For Lua, check out Roberto's struct library. (Roberto is one of the authors of Lua.) It is more general than needed for the specific case in question, but it isn't unlikely that the need to interchange an int is shortly followed by the need to interchange other simple types or larger structures.
Assuming native byte order is acceptable at both ends (which is likely a bad assumption, incidentally) then you can convert a number to a 4-byte integer with:
buffer = struct.pack("l", value)
and back again with:
value = struct.unpack("l", buffer)
In both cases, buffer is a Lua string containing the bytes. If you need to access the individual byte values from Lua, string.byte is your friend.
To specify the byte order of the packed data, change the format from "l" to "<l" for little-endian or ">l" for big-endian.
The struct module is implemented in C, and must be compiled to a DLL or equivalent for your platform before it can be used by Lua. That said, it is included in the Lua for Windows batteries-included installation package that is a popular way to install Lua on Windows systems.
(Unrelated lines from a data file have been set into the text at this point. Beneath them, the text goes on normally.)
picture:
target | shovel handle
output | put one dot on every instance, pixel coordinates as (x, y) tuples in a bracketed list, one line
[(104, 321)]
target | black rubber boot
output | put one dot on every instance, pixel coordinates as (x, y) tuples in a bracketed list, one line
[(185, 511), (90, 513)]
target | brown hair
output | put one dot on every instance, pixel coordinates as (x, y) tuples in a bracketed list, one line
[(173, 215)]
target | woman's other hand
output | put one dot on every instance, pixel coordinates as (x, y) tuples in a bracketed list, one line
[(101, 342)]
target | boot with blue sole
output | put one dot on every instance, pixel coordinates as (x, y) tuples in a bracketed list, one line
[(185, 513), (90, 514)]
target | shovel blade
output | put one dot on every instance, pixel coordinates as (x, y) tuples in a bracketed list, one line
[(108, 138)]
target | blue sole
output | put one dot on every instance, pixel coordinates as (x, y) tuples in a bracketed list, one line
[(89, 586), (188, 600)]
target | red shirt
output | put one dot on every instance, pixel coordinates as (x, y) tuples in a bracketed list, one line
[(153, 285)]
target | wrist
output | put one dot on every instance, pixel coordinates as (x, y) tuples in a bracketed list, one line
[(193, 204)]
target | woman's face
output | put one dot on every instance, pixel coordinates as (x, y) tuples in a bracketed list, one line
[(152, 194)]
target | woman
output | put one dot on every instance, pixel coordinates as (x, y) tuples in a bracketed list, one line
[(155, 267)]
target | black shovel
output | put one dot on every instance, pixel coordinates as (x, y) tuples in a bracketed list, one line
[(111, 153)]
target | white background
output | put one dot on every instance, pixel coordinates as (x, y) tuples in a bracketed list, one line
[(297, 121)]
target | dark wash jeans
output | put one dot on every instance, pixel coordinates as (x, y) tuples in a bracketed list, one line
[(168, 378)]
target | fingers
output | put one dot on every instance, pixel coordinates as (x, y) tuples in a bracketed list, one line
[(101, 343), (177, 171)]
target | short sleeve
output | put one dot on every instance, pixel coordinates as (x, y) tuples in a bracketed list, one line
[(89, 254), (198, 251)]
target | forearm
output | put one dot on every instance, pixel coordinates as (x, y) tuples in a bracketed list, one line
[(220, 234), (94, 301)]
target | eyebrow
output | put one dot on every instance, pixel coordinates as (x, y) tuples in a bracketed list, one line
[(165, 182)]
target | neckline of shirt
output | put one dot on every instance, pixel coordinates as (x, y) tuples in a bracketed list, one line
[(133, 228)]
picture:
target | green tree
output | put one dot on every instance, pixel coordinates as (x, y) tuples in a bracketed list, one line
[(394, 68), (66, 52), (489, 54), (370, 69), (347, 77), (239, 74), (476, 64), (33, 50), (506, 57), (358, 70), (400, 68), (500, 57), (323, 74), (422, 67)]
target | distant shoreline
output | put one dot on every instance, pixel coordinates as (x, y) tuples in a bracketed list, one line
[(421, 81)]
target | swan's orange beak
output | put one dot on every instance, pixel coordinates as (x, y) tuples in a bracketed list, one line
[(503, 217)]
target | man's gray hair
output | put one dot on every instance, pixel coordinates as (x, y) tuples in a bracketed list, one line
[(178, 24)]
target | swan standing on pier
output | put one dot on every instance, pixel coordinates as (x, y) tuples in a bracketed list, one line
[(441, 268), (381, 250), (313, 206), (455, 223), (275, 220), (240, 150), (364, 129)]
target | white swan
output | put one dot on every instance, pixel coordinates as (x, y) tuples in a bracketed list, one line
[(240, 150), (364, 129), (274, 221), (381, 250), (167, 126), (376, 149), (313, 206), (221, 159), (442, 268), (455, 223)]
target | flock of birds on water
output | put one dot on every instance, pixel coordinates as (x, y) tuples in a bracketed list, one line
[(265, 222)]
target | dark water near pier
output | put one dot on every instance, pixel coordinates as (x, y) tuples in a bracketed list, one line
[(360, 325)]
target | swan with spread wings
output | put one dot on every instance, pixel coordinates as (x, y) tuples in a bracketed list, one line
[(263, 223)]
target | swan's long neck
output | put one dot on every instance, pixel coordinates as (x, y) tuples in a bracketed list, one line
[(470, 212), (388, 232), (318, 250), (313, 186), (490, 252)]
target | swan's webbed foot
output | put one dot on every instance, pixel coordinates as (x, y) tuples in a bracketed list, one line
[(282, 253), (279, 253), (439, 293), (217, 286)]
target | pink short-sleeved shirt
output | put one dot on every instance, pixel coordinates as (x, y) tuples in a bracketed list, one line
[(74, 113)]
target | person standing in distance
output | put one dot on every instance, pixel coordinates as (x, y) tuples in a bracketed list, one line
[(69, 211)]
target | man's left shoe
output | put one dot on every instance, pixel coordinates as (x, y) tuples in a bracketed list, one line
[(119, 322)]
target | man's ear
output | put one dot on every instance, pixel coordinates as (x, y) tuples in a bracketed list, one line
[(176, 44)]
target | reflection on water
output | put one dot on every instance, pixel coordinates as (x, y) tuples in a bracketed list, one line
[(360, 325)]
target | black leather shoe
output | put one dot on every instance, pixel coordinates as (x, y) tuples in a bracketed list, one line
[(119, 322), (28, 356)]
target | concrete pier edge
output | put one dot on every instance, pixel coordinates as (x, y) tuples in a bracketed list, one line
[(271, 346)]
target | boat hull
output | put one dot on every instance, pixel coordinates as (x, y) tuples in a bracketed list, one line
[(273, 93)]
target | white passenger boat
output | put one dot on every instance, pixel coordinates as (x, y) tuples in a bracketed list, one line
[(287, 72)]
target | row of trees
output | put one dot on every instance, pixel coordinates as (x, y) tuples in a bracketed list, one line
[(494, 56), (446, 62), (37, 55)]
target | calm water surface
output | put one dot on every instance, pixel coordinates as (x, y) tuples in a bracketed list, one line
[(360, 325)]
Here are some functions in Lua for converting a 32-bit two's complement number into bytes and converting four bytes into a 32-bit two's complement number. A lot more checking could/should be done to verify that the incoming parameters are valid.
-- convert a 32-bit two's complement integer into a four bytes (network order)
function int_to_bytes(n)
if n > 2147483647 then error(n.." is too large",2) end
if n < -2147483648 then error(n.." is too small",2) end
-- adjust for 2's complement
n = (n < 0) and (4294967296 + n) or n
return (math.modf(n/16777216))%256, (math.modf(n/65536))%256, (math.modf(n/256))%256, n%256
end
-- convert bytes (network order) to a 32-bit two's complement integer
function bytes_to_int(b1, b2, b3, b4)
if not b4 then error("need four bytes to convert to int",2) end
local n = b1*16777216 + b2*65536 + b3*256 + b4
n = (n > 2147483647) and (n - 4294967296) or n
return n
end
print(int_to_bytes(256)) --> 0 0 1 0
print(int_to_bytes(-10)) --> 255 255 255 246
print(bytes_to_int(255,255,255,246)) --> -10
investigate the BinaryWriter/BinaryReader classes
Convert an int to a byte array and display : BitConverter ...
www.java2s.com/Tutorial/CSharp/0280__Development/Convertaninttoabytearrayanddisplay.htm
Integer to Byte - Visual Basic .NET answers
http://bytes.com/topic/visual-basic-net/answers/349731-integer-byte
How to: Convert a byte Array to an int (C# Programming Guide)
http://msdn.microsoft.com/en-us/library/bb384066.aspx
As Nubsis says, BitConverter is appropriate but has no guaranteed endianness.
I have an EndianBitConverter class in MiscUtil which allows you to specify the endianness. Of course, if you only want to do this for a single data type (int) you could just write the code by hand.
BinaryWriter is another option, and this does guarantee little endianness. (Again, MiscUtil has an EndianBinaryWriter if you want other options.)
To convert to a byte[]:
BitConverter.GetBytes(int)
http://msdn.microsoft.com/en-us/library/system.bitconverter.aspx
To convert back to an int:
BitConverter.ToInt32(byteArray, offset)
http://msdn.microsoft.com/en-us/library/system.bitconverter.toint32.aspx
I'm not sure about Lua though.
If you are concerned about endianness use John Skeet's EndianBitConverter. I've used it and it works seamlessly.
C# supports their own implementation of htons and ntohs as:
system.net.ipaddress.hosttonetworkorder()
system.net.ipaddress.networktohostorder()
But they only work on signed int16, int32, int64 which means you'll probably end up doing a lot of unnecessary casting to make them work, and if you're using the highest order bit for anything other than signing the integer, you're screwed. Been there, done that. ::tsk:: ::tsk:: Microsoft for not providing better endianness conversion support in .NET.